Dimensionality reduction

If you’ve worked with a lot of variables before, you know this can present problems. Do you understand the relationships between each variable? Do you have so many variables that you are in danger of overfitting your model to your data or that you might be violating assumptions of whichever modeling tactic you’re using?

You might ask the question, “How do I take all of the variables I’ve collected and focus on only a few of them?” In technical terms, you want to “reduce the dimension of your feature space.” By reducing the dimension of your feature space, you have fewer relationships between variables to consider and you are less likely to overfit your model.

Think about linear regression:

multicollinearity issues;
difficult to use strategies like backward elimination.

PCA

What ?

Principal component analysis is a technique for feature extraction — so it combines our input variables in a specific way, then we can drop the “least important” variables while still retaining the most valuable parts of all of the variables! As an added benefit, each of the “new” variables after PCA are all independent of one another.

How ?

The dimension reduction is achieved by identifying the principal directions, called principal components, in which the data varies.

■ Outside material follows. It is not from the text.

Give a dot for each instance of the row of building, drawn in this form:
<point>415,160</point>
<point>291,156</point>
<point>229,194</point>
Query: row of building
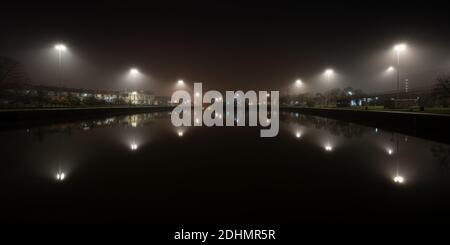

PCA assumes that the directions with the largest variances are the most “important” (i.e, the most principal).

When to use?

Do you want to reduce the number of variables, but aren’t able to identify variables to completely remove from consideration?
Do you want to ensure your variables are independent of one another?
Are you comfortable making your independent variables less interpretable?

Principle

The 1st principal component (PC) accounts for the largest possible variance in the data set;
i.e. the line in which the projection of the points (red dots) is the most spread out.
The second PC is uncorrelated to the 1st PC and maximizes the remaining variance;
etc.

Mathematical formalism

Context.

X₁, …, X_n a sample of n i.i.d. random vectors in ℝ^p. Let 𝕏 = (X₁, …, X_n)^⊤ be the n × p data matrix, whose j-th column is the vector x_j containing the n observations on the j-th variable. Let Σ be the covariance structure of the X_i’s.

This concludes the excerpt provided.